You have predictable traffic and you're willing to plan the experiment up front.
You want the strictest classical guarantees about false-positive rates.

Frequentist p-values only hold their false-positive guarantee if you look once, at the pre-declared sample size. Peeking every day and stopping when it looks good inflates the real false-positive rate from 5% to 15-20%. If you want to peek, pick Sequential.

When Sequential is the right pick

You want to be able to check the results every day and stop as soon as the signal is there.
Traffic is unpredictable and pre-committing to a duration feels wrong.
You want the classical p-value interpretation but you also want to move fast.
You're running many experiments in parallel and need to make fast ship/kill decisions.

See the Sequential Engine page for the deeper reference: how always-valid inference works, why intervals are slightly wider than Frequentist, and what the "safe to stop" decision text means in practice.

Side-by-side comparison

Question	Bayesian	Frequentist	Sequential
Safe to peek?	Yes	No	Yes
Requires pre-declared sample size?	Recommended, not required	Yes	Recommended, not required
Reports probability-to-beat-control?	Yes	No	No
Reports p-value?	No	Yes	Yes (always-valid)
Interval style	Credible interval	Confidence interval (Wald)	Confidence sequence
Forgives stopping early?	Yes	No	Yes

Calculator modes

The sample-size calculator has three modes, all engine-aware (see Analysis Defaults for the tab link):

Fixed-horizon — inputs: baseline rate, minimum detectable effect (MDE), α, power, daily traffic. Output: required sample size per variation and estimated duration in days. Use this to plan a new experiment.
Power calculator — inputs: sample size, MDE. Output: achieved power at the end of the experiment. Use this to sanity-check how confident you can be in a null result.
Duration estimator — inputs: daily traffic, MDE. Output: estimated calendar duration. Use this when you care most about the timeline, not the exact sample size.

On Bayesian mode the calculator adds a prior input and reports duration to a target probability-to-beat-control. On Sequential mode it warns that the reported power is a lower bound (Sequential stopping can end the experiment earlier than the fixed-horizon calculation suggests).
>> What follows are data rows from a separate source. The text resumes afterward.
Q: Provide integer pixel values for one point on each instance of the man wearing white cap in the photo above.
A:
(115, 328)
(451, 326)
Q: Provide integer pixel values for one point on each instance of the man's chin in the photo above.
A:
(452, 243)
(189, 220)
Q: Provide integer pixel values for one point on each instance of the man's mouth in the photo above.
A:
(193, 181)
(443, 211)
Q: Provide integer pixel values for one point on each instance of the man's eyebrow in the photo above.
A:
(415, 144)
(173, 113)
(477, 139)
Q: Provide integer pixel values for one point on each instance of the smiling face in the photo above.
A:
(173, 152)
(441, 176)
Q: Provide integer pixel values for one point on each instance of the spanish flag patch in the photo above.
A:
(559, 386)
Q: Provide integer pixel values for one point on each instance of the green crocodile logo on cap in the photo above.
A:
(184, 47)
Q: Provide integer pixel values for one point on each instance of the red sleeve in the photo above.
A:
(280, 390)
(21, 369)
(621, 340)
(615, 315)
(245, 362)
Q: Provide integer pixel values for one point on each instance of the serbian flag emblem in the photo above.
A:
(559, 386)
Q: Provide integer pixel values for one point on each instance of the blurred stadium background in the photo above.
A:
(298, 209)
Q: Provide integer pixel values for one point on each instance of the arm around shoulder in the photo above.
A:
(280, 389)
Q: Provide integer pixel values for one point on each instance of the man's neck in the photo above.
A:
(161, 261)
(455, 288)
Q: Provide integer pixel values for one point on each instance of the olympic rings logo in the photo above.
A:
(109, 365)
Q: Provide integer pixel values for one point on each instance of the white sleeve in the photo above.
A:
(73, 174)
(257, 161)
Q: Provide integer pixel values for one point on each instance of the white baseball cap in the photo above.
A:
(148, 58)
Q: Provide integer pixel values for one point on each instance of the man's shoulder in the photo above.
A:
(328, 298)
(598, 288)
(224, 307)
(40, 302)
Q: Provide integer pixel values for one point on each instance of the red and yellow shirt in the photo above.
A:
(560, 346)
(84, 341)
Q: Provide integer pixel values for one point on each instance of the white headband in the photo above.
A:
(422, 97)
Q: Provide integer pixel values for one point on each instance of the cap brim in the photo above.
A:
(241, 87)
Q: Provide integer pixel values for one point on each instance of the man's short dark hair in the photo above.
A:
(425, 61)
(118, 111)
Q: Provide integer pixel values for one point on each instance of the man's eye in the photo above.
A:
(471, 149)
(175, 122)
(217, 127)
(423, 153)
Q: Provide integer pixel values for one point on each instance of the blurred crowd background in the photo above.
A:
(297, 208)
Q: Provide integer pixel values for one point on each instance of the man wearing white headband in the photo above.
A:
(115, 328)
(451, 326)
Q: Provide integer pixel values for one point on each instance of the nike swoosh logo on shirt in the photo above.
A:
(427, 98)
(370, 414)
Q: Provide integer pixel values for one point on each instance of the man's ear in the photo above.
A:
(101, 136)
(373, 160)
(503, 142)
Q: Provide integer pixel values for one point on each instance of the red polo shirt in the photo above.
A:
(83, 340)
At the top of the calculator you pick the measure: Conversion rate uses the classic sample-size formula; Rate uses the delta method; Percentile uses a bootstrap simulation against a historical sample; Composite uses a weighted-variance combination of components. Each measure renders the inputs it actually needs — the calculator never asks you for a baseline rate when you're sizing a percentile.

Can I change the engine mid-flight?

No. Once an experiment or flag rule is running, the engine is locked. Swapping engines during a live experiment is a classic p-hacking hazard — the engine that happens to look best becomes tempting. A vs B blocks it by design.

The Results page does include an Explore under dropdown that lets you re-render a past or present experiment under a different engine for exploratory analysis. The official result — the one in reports, exports, and audit logs — stays locked to the engine you chose at launch. See Comparing engines for how Explore-under and Compare-engines work.